As I approached, I prayed, “Lord, be present in this moment. Let your love and grace present in the sharing of the bread and the cup in such a way that we are all sense your Spirit at work among us. Amen.”

I drove down the alley to what appears to be the main entrance of the facility. I brought with me the elements I had packed. Three pre-packaged and sealed communion servings were loaded into three plastic easter eggs to make the transport of the elements easier and were sitting on the passenger seat of my car. I had no idea why I packed three servings, I just felt led to do so.

I get out. “Are you the one bringing us communion?” my new friend yells out.

“I am. Do your friends want to share with us?”

“Yes, two of my friends heard and want to do communion too.”

So, I get out all three Easter eggs containing the elements of the Lord’s Supper. I read through I Corinthians 11.

“The body of Christ, broken for you,” I proclaim. Then I help each one of them open their wafer off the top of the cup.

“This is the new covenant in my blood,” I say, and help them with the cup.

It was a sacred moment. Three adults, each with challenges that make it hard for them to live independently, stood hungry for the inbreaking of the transcendent God into their lives. Having the body and blood smuggled to them through a back alley delivery, they experienced the love of Christ in the ritual of the Lord’s Supper.  Through presence of the church in delivering and sharing this moment with them, and in their longing for a tactile way to connect with the grace of God, the Spirit of God broke through in a powerful way as four people shared communion in a parking lot on Sixth Street and Willow.

Alan Roxburgh, a prolific Christian author and leader of the missional church movement, says that missional leaders/pastors do their work best when they are detectives of divinity. In other words, as we go out into the world around us, we do our best work when we open our eyes to what the Spirit is doing and join God in it.

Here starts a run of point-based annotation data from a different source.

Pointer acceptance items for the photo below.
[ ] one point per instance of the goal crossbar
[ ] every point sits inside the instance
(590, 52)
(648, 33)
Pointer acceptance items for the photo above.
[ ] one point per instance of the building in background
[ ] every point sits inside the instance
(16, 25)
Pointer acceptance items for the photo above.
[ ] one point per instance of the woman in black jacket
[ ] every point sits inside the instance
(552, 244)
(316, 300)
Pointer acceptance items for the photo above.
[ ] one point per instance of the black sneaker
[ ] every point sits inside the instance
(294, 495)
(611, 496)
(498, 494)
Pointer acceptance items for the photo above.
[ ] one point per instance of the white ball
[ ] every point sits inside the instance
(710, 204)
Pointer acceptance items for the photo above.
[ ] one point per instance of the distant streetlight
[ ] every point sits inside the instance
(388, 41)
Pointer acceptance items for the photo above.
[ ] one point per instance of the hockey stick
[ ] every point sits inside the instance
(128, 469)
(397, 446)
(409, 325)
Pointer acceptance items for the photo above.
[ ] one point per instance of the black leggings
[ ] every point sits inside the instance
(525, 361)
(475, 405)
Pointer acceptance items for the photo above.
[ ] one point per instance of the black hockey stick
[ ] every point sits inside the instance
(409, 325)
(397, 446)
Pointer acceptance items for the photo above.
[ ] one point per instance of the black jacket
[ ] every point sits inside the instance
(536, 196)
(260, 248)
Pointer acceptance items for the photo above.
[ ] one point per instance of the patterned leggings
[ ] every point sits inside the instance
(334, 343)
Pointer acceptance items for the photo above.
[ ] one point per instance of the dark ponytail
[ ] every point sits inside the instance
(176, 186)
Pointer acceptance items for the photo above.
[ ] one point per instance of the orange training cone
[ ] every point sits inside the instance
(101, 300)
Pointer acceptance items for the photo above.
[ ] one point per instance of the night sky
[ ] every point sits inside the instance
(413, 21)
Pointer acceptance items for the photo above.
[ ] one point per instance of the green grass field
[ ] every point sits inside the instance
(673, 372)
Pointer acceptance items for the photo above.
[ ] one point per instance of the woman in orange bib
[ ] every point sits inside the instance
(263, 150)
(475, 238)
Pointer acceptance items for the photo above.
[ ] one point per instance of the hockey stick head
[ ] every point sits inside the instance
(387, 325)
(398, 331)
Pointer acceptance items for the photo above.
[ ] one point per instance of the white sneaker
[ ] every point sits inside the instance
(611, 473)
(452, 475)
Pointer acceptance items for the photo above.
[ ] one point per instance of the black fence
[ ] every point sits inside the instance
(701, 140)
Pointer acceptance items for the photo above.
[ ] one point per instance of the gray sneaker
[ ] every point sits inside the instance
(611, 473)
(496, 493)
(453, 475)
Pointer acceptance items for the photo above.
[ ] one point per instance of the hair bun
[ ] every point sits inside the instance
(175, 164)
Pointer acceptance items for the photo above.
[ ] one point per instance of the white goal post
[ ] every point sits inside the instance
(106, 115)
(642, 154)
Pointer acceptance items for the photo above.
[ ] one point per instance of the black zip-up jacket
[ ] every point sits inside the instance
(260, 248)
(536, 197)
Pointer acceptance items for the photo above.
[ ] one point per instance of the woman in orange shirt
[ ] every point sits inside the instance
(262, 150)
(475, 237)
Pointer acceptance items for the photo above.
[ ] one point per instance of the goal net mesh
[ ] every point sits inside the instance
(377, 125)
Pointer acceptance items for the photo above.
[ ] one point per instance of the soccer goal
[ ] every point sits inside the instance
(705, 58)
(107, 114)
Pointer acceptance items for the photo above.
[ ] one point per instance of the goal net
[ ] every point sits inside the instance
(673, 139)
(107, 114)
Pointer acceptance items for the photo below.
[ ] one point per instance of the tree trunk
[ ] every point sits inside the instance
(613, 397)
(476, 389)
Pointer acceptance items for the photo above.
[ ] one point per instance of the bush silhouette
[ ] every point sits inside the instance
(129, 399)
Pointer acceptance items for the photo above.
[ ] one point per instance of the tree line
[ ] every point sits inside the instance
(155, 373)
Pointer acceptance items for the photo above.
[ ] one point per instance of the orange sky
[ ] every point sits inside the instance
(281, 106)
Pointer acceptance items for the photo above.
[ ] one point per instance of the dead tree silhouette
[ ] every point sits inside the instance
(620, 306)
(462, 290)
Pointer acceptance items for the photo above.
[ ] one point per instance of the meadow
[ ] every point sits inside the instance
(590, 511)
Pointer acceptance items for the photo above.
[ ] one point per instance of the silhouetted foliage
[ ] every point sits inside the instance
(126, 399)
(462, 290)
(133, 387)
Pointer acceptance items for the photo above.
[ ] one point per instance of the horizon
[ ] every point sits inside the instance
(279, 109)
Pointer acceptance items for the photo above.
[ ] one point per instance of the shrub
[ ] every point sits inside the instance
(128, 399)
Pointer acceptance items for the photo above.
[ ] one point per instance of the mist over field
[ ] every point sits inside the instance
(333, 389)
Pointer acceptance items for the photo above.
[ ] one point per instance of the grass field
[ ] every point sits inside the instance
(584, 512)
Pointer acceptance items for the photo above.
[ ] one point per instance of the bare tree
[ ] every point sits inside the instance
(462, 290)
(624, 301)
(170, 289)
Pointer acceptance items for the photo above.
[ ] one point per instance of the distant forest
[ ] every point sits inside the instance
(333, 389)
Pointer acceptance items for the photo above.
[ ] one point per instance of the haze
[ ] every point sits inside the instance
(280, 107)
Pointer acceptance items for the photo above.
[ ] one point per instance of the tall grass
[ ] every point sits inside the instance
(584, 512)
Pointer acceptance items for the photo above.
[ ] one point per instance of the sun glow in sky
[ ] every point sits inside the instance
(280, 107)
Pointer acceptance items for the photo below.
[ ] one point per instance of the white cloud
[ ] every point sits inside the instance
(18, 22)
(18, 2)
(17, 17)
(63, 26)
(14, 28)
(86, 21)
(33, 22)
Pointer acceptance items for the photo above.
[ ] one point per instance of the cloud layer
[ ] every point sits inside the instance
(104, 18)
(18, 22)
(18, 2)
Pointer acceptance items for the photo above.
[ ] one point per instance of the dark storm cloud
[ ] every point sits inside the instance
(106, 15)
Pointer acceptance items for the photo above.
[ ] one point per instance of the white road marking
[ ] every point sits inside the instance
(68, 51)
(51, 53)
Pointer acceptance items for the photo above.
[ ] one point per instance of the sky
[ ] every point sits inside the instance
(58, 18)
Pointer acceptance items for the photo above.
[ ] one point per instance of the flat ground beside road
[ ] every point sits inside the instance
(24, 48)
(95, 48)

I have no idea, in the end, how meaningful that moment was for my new friends. But I know it was meaningful for me. It helped me to remember that God is as work in ways I never expect. And it reminded me that sharing the table, and remembering the sacrifice of Christ, is a powerful way to experience the love of Christ, and to offer solidarity and love to one another. It reminded me, as I enter Holy Week, that I should not take the Lord’s Supper or what happened on Calvary for granted. As a matter of fact, we should all be hungry and thirsty for the presence of God.

I drove out of the parking lot today remembering the Emmaus Walk of those two people with Jesus, who discovered in the breaking of bread that Jesus had been present with them all along. And I mumbled to myself, “Wasn’t my heart burning within me in the breaking of bread?”